La chienne est présentée à la consultation d’ostéopathie 3 semaines plus tard et malgré le traitement il y a peu d’amélioration. Elle est amaigrie et a perdu son entrain. De cette première consultation , il ressort essentiellement des dysfonctions d’origine émotionnelle, avec des tensions sur le système limbique, en D12/D13 ( reliées à l’estomac en médecine traditionnelle chinoise) et sur la ligne du dessous, ainsi que des tensions médullaires consécutives à un whiplash. Il est convenu de revoir la chienne 3 semaines plus tard et 6 semaines après cette première manipulation.

Il y a eu peu d’amélioration clinique durant ce laps de temps. Cependant, la chienne a repris du poids et retrouvé un rythme de vie beaucoup plus "normal" pour un boxer. Il apparait des tensions importantes sur l’estomac, en particulier le cardia qui est très peu mobile, et qui "bloque" à nouveau la 13ème thoracique . Le traitement ostéopathique est complété par un traitement homéopathique ( gouttes WELEDA 852, 10 gouttes matin et soir).

Lors du contrôle à 6 semaines, tous les symptômes ont disparu. La pyridostigmine a été arrêtée progressivement. La chienne ne reçoit plus comme traitement que les gouttes homéopathiques.
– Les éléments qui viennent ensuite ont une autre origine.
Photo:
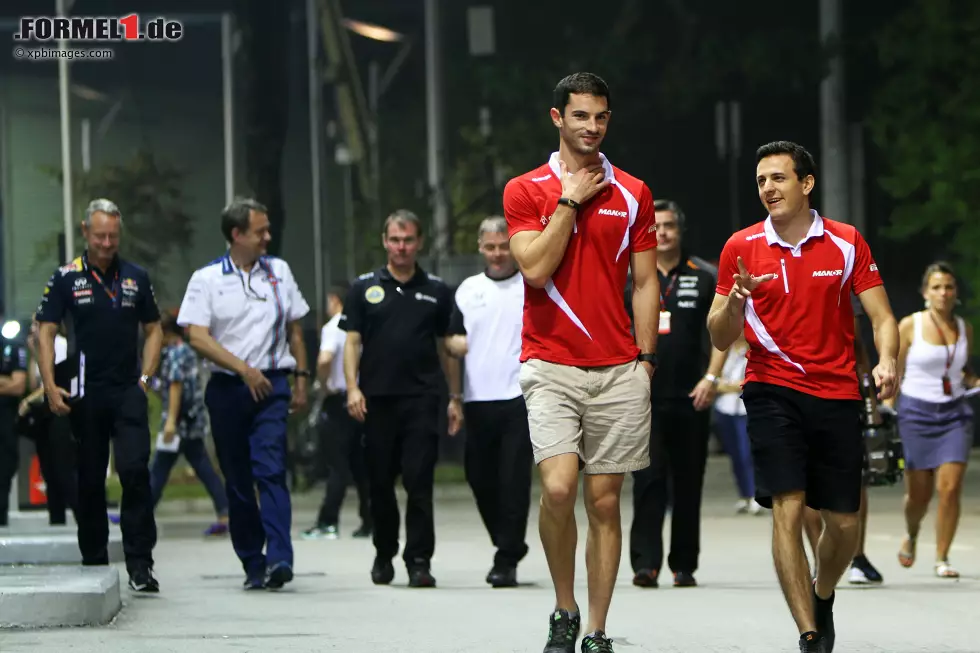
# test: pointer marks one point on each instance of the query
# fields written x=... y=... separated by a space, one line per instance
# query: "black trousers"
x=116 y=414
x=341 y=439
x=9 y=460
x=402 y=437
x=55 y=448
x=498 y=462
x=678 y=455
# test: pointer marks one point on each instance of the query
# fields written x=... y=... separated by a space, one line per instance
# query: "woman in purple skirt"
x=934 y=419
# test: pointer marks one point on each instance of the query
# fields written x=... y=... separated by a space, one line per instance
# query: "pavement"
x=332 y=605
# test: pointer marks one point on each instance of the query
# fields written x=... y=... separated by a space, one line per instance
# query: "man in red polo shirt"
x=787 y=281
x=577 y=225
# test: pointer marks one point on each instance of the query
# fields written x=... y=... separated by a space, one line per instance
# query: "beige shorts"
x=600 y=413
La sérologie myasthénie effectuée 1 mois plus tard montrera un retour à la normale des anticorps.

Ces deux cas démontrent donc bien qu’en associant les deux types de médecine, allopathie et ostéopathie, on accélère de manière significative la guérison de l’animal. Il est donc regrettable de se priver de l’une ou de l’autre pour des raisons philosophiques ou simplement par ignorance.